Naturally, the constellation is an especially rich target for deep-sky stargazing with a telescope and includes an impressive 11 galaxy-related Messier objects, of which roughly 60% are spirals, 30% ellipticals, and the rest irregular galaxies. The largest of these is the supergiant elliptical galaxy M87 which contains around 12,000 globular clusters; while the brightest is the Sombrero Galaxy (M104) with an apparent magnitude of +8.98, whose wide-brimmed appearance together with a central bulge resembles the iconic Mexican hat.

In total, Virgo contains the Messier objects M104, M61, M49, M58, M59, M60, M84, M86, M87, M89, M90, while the northern part of the Virgo Cluster (Coma–Virgo Cluster) is found in the neighboring constellation of Coma Berenices, together with 5 other galaxy-related Messier objects, namely M85, M88, M91, M98, M99, and M100.

Meteor Showers: Virginids, Mu Virginids

Two meteor showers, the Virginids, and the Mu Virginids, have their radiants in Virgo:

– The Virginids is only one of a complex of about 12 showers that emanate from the vicinity of Virgo, and persist from late February to early May.
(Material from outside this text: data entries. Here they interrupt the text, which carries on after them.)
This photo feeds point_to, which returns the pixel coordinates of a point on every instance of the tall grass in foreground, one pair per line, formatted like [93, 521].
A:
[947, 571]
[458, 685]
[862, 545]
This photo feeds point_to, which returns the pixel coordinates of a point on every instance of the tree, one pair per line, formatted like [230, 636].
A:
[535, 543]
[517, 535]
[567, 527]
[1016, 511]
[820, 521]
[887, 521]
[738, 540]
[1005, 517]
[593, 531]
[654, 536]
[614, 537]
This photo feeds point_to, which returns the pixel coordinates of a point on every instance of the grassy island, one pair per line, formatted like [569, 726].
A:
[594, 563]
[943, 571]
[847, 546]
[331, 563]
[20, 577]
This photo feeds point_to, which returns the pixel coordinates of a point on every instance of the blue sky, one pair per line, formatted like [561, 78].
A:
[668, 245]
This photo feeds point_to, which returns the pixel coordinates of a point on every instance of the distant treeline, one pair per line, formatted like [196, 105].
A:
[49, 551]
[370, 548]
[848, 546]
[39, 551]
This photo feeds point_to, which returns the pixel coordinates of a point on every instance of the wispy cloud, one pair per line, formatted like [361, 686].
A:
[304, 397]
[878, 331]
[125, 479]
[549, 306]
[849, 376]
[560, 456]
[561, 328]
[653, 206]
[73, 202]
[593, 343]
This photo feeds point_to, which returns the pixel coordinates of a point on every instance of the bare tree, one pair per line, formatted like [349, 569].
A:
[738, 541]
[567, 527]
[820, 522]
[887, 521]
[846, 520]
Overall activity from the complex of showers can sometimes exceed 10 meteors per hour, particularly during the first half of April.

– The Mu Virginids shower is a minor stream that hardly ever produces more than 7 to 10 meteors per hour, even during its peak on April 24/25. Its radiant is found close to its border with neighboring Libra.

Planets: 29 Stars with 35 Planets

Virgo has more stars with known planets than any other constellation, with a total of 35 planets orbiting 29 stars. The most notable of these stars is 61 Virginis, which is almost identical to the Sun in composition and has 3 planets orbiting it, one of which is a super-earth. Virgo also holds the record for the most planets ever discovered in a single year, namely nine in 2009.

Astrology: Aug 23 to Sept 22

Although under the zodiacal calendar, the Sun passes through Virgo roughly between August 23rd and September 22nd, with precession over time the Sun currently passes in front of this zodiac constellation from around September 16th to October 30th.

  • Date of Birth: Aug 23 to Sept 22
  • Sign Ruler: Mercury
  • Element: Earth
  • Birth Stone: Sapphire, amber
  • Metal: Mercury
  • Color: Grey
  • Characteristics: Helpful, elegant, modest, practical, clear-headed
  • Compatibility: Sagittarius, Taurus, Gemini


Virgo has been associated with many goddesses throughout history. For the Egyptians, it represented Isis, while the Romans knew it as Ceres. All traditions in which Virgo features, however, agree that the constellation represents maidens, fertility, and purity. So pure, in fact, that in India, Virgo was known as Kauni, the mother of the god Krishna. In Ancient Babylonia, Virgo was associated with the goddess Ishtar, who descended into the Underworld to rescue her husband Tammuz, the god of all harvests, in order for the Earth to produce crops again.